A traditional English pud for Thanksgiving

For the past few years, each Thanksgiving has been spent in England, where we honor my husband’s heritage with a traditional spread: turkey, cranberry sauce, brioche dinner rolls with honey butter, sausage stuffing, green beans with crispy shallots, chorizo gravy (his absolute favorite and a completely secret recipe-sorry) candied yams, sweet potato casserole, mac and cheese, jalapeño cornbread, and all the trimmings - all made from scratch. It’s a feast that feels familiar, yet slightly out of place, in the English countryside.  

But this year, it struck me, why not blend traditions? American Thanksgiving staples paired with old-fashioned British fare. For dessert, the usual pies came to mind: pumpkin, pecan and sweet potato. But what I really craved wasn’t a pie at all. I wanted something warm, nostalgic, and quintessentially British. A traditional pudding—sweet, tart, and deeply comforting.  So I settled on an orange steamed pudding with a spiced creme anglaise. Before we get into the recipe, and although I’m no food historian, I thought you’d appreciate a brief history of the great British pud. 

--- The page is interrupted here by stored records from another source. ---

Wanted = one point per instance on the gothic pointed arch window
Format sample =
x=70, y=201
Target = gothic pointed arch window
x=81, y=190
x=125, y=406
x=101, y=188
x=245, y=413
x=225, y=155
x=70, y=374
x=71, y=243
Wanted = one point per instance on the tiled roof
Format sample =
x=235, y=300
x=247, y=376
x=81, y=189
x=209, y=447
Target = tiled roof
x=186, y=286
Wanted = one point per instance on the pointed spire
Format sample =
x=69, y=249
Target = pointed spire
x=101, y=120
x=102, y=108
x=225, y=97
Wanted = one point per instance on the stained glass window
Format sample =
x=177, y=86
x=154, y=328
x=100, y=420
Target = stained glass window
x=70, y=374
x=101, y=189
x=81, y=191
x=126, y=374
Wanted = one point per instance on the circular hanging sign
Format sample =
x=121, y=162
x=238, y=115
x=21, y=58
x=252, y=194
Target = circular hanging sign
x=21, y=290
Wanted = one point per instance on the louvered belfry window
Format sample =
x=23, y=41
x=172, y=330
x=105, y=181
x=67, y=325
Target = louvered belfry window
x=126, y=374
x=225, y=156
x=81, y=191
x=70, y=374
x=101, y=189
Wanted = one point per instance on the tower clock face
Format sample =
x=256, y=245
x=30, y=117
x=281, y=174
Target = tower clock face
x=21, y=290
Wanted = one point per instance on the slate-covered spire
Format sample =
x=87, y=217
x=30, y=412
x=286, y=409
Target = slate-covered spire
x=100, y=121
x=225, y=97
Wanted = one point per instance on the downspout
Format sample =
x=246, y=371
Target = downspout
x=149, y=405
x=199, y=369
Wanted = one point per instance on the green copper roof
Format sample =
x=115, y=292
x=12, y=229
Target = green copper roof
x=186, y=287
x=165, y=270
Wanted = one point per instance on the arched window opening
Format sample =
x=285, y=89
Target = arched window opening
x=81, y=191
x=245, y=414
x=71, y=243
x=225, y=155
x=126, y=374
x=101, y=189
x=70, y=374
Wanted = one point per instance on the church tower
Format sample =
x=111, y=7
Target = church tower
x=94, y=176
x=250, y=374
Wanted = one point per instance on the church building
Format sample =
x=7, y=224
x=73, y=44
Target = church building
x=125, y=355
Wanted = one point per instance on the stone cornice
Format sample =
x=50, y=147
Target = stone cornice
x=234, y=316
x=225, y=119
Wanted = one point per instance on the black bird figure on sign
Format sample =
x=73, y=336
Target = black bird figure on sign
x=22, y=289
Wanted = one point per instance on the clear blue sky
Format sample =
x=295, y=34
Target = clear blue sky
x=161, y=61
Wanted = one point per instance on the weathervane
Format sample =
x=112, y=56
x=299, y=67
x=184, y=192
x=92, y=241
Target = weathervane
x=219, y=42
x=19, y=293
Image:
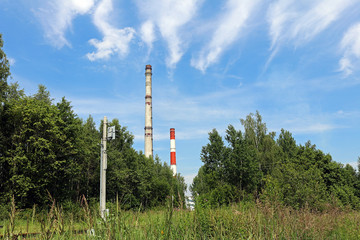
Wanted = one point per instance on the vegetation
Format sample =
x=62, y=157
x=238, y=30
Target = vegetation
x=255, y=165
x=46, y=148
x=245, y=220
x=254, y=186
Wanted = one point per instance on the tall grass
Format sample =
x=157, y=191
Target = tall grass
x=245, y=220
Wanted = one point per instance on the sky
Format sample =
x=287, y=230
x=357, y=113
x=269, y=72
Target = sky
x=213, y=62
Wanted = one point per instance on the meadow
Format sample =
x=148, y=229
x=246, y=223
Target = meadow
x=244, y=220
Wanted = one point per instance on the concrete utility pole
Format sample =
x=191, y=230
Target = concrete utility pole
x=148, y=113
x=172, y=151
x=103, y=167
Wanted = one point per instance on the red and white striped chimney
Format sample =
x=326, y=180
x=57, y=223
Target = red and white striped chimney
x=172, y=151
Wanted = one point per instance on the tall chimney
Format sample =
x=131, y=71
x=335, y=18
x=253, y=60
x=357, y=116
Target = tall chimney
x=172, y=151
x=148, y=113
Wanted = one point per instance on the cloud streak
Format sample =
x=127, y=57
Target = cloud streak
x=169, y=17
x=229, y=27
x=57, y=16
x=115, y=41
x=350, y=45
x=299, y=22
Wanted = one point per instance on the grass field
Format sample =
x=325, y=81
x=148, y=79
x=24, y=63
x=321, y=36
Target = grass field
x=244, y=220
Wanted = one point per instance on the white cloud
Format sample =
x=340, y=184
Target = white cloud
x=350, y=45
x=115, y=41
x=300, y=21
x=228, y=29
x=147, y=33
x=56, y=17
x=11, y=60
x=169, y=16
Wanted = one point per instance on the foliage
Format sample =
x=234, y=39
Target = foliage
x=274, y=170
x=46, y=148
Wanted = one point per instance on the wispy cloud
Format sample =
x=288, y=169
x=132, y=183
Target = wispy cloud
x=350, y=45
x=11, y=60
x=298, y=22
x=57, y=16
x=229, y=27
x=169, y=16
x=115, y=41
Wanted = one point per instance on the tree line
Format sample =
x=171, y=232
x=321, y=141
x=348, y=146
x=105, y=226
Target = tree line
x=253, y=164
x=45, y=148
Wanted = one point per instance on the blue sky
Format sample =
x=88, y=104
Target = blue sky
x=214, y=62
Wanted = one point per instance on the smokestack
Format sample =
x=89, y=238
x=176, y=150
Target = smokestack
x=172, y=151
x=148, y=113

Explaining pudding to someone outside the UK can feel like trying to unravel a culinary riddle. In America, it’s straightforward — pudding is a creamy dessert, usually custard-like. But in Britain, the term is far more confusing nuanced.

A little history

Although "pudding” is sometimes used to mean dessert in general, true puddings are something else entirely, and for many people, they are more specifically associated with boiled or steamed creations. Think Christmas pudding, suet pudding, or a delicate sponge pudding steamed in a basin (see my orange steamed pudding recipe below).  

To make matters more confusing, the definition broadens further: anything boiled or steamed in a basin, cloth, or even an old-fashioned intestinal casing also earns the name pudding. Charming! Black pudding, white pudding, pease pudding, and even haggis technically fits the bill. Then, just to complicate things, there are sometimes exceptions. Yorkshire pudding, for instance, isn’t boiled at all; it’s baked in searing hot oil either in individual tins or one roasting pan and served with a traditional Sunday roast. So, as you can see, the term ‘pudding’ has a variety of applications which can refer to either savory or sweet dishes, which could, nevertheless, be interchangeably utilized for starters, mains or desserts. Phew!

Still with me? Good. For our Thanksgiving menu, to keep things straightforward, I’ve included a simple yet delicious recipe for a steamed pudding to consider for your Thanksgiving table.

Orange & cinnamon sugared cranberries

Bitter, sweet, nuanced, and utterly delicious — a perfect nibble or topping for a cake or dessert.